Employers have little legal right to look behind physician-mandated leave or accommodation. For example, they are not normally entitled to know the nature of the underlying medical condition. And they have limited ability to contest physician-determined medical requirements, such as by making an employee see a company-appointed doctor.

Athabasca University (AU) has recently proposed new and quite aggressive “company doctor” language in its collective agreement with the Athabasca University Faculty Association (AUFA). This language would give the employer to power to mandate non-therapeutic medical examinations by a physician appointed by the employer.

AU’s proposal reads:
16.5.9. a. The University may require that a Staff Member be examined by a physician appointed by the University.

i. in the case of prolonged or frequent absence because of illness or,

ii. where the University considers that a Staff Member is unable to satisfactorily perform the Staff Member’s duties due to disability or illness, or

iii. where there is an indication of misuse of illness leave.

b. Upon request of the Staff Member, a copy of the report of the examining physician shall be sent to the Staff Member’s physician.

c. Expenses incurred under this Clause shall be paid by the University.
Practically, what this means is that:
  1. HR could require sick AUFA members to report to a company doctor for a medical examination. 
  2. Failure to do so could result in discipline (for insubordination) and possibly a suspension of paid sick-leave benefits or the denial of accommodation. 
  3. If AU’s doctor disagrees with the staff member’s doctor’s recommendations, AU would then be in a position to deny the staff member the sick leave or accommodation their doctor deems necessary or force the worker into a third examination to "break the tie".
Being forced to submit to an examination by a company-paid doctor is a profound intrusion into a worker's privacy.

AUFA has been able to identify 1 instance in the past 15 years where the university formally brought up the possibility of mis-use of medical leave.
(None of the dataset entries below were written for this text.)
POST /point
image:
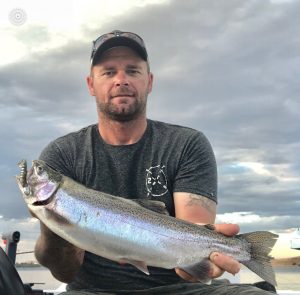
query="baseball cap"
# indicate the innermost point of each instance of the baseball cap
(118, 38)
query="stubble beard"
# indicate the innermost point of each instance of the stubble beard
(123, 113)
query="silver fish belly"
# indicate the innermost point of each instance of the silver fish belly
(126, 231)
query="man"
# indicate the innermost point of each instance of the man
(128, 155)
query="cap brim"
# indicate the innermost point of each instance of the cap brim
(119, 41)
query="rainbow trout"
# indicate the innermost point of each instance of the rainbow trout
(127, 231)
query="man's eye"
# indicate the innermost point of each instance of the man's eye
(108, 73)
(133, 71)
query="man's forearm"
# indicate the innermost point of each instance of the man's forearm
(62, 258)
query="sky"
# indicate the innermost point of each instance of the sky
(228, 68)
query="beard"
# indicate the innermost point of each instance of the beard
(123, 112)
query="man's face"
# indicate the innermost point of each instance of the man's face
(121, 83)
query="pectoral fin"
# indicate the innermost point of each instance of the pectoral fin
(199, 270)
(141, 265)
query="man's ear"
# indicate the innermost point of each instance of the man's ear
(150, 82)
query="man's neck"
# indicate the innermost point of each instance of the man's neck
(122, 133)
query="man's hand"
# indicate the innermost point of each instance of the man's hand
(219, 262)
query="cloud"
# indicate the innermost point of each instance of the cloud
(228, 68)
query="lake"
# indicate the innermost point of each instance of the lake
(288, 278)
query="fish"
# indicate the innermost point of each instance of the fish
(139, 232)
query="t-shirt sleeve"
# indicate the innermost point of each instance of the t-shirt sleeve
(197, 171)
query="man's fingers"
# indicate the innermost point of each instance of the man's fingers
(227, 229)
(185, 275)
(224, 263)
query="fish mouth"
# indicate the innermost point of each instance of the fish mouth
(43, 202)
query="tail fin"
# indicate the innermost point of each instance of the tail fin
(262, 243)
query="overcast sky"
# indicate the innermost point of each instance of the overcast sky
(228, 68)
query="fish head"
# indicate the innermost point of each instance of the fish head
(39, 184)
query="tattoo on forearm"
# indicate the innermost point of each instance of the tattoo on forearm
(200, 201)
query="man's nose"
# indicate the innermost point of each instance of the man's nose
(121, 79)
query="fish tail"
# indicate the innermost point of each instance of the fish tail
(262, 243)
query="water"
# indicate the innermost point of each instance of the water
(288, 278)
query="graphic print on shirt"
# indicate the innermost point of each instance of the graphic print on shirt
(156, 181)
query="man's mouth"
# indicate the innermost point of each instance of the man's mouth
(123, 95)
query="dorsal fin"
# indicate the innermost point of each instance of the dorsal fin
(156, 206)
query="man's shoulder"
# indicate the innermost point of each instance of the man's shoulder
(171, 129)
(77, 135)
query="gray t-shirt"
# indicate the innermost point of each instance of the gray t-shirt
(168, 158)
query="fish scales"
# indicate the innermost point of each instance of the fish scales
(125, 230)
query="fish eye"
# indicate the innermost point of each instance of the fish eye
(39, 170)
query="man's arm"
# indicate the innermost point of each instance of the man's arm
(202, 210)
(62, 258)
There may be other cases, but none the employer ever brought forward.

What this means is that this proposal does not solve a real and pressing problem facing AU. The current process of staff members providing medical notes from their own physicians or other health-care providers is adequate.
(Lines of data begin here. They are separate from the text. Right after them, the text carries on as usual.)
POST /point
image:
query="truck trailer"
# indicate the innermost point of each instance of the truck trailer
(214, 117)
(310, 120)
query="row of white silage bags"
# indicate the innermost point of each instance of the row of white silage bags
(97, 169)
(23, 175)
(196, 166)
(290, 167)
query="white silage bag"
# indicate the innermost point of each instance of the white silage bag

This proposal does increase AU’s ability to harass AUFA members with medical conditions by subjecting them to non-therapeutic medical examinations conducted by a company doctor.

Bluntly, AU is attempting to weaponize the sick-leave and accommodation provisions of the AUFA collective agreement against workers when they are most vulnerable.

The likely (and typically intended) effect of introducing company doctors is to limit workers’ use of their sick leave. Workers subject to AU's proposed provisions are less likely to exercise their rights for fear of being targeted for a visit to the company doctor.

The Alberta Human Rights Commission characterizes examinations by company doctors as follows:
Requiring an employee to submit to an [Independent Medical Examination] by a doctor of the employer's choosing is intrusive. Arbitrators and courts are reluctant to require an examination by someone who is not chosen, or at least agreed to, by the employee.
While AU’s bargaining team has conceded this proposal is “not a hill [it] wants to die on” it has refused to withdraw the language.

This kind of aggressive (and needless) proposal is deeply disrespectful to staff members' integrity (we don't fake being sick or malinger) and privacy. 

And AU’s refusal to withdraw the proposal is contributing to a growing stalemate in negotiations during the parties’ first round of bargaining under strike-lockout.

One has to wonder what the employer’s strategy is here?